Kalamazoo Tornado

Written by Nexcerpt on May 13th, 2010 in Life & Lessons.

Reminiscences on the 30th Anniversary of the Kalamazoo tornado of May 8, 1980…

Near the center of Kalamazoo College, students had begun to gather for afternoon rehearsals in the Fine Arts Building — including, as I recall, a choir in Room 100, and a jazz ensemble I directed in Dalton Theater.

A few minutes before 4:00, I heard a peculiar siren, and stepped into the lobby with Dr. Lawrence Rackley Smith, Chair of the Music Department. We stood in front of the enormous glass wall — perhaps 15 x 40 feet — peering out at the greenish-tan sky to the southwest, listening intently. We stepped just outside to gauge what the weather and sirens were telling us.

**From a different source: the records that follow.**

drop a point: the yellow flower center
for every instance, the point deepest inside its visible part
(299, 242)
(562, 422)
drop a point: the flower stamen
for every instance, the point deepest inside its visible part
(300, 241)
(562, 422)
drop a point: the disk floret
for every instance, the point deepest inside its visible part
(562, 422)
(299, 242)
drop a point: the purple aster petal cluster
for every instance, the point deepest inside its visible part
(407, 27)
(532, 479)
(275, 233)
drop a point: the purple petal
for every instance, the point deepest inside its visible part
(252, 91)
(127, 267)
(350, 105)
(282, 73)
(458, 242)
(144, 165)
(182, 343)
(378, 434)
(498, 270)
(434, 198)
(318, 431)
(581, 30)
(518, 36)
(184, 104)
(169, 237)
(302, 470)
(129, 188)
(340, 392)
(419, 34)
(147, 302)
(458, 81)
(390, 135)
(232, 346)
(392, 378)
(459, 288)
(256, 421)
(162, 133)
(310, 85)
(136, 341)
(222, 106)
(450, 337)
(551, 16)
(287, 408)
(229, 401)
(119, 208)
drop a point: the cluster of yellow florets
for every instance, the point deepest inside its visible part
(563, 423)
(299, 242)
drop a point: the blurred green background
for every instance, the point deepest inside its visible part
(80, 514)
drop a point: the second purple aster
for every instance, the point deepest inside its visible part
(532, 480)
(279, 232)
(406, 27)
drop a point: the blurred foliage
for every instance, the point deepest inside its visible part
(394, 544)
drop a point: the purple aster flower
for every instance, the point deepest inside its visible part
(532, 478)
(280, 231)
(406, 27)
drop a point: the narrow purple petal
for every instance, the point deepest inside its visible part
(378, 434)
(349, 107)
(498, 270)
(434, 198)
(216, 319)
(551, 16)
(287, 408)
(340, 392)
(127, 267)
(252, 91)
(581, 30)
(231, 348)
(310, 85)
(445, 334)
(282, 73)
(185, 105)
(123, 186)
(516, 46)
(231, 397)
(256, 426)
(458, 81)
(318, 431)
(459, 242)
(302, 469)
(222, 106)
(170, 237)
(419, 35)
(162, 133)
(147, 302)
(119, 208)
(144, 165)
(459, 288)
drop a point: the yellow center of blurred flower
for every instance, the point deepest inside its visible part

Out on the portico, in the still, oddly humid air, the sounds were far more complex and unnerving. As an experienced composer, Larry had tremendous recall for pitch combination, tone and timbre. As a student of his (and a piano technician), I also had a great ear for sound and its texture. I said, “I don’t think I recognize that siren.” Larry’s response was more intense: “In all the years I’ve lived here, I ~know~ I’ve never heard it!”

We glanced up at the huge windows overhead, looked at one another grimly, and took off into the lobby to gather up everyone. We assembled K staff and students (and much younger Music Center students and their parents, arriving for lessons) downstairs in inner hallways — in practice rooms, and near the Dungeon Theater. There, we could hear nothing of the sirens or weather outside. One of the studios had a small radio on hand, and heard the tornado warning — then the broadcast signal disappeared.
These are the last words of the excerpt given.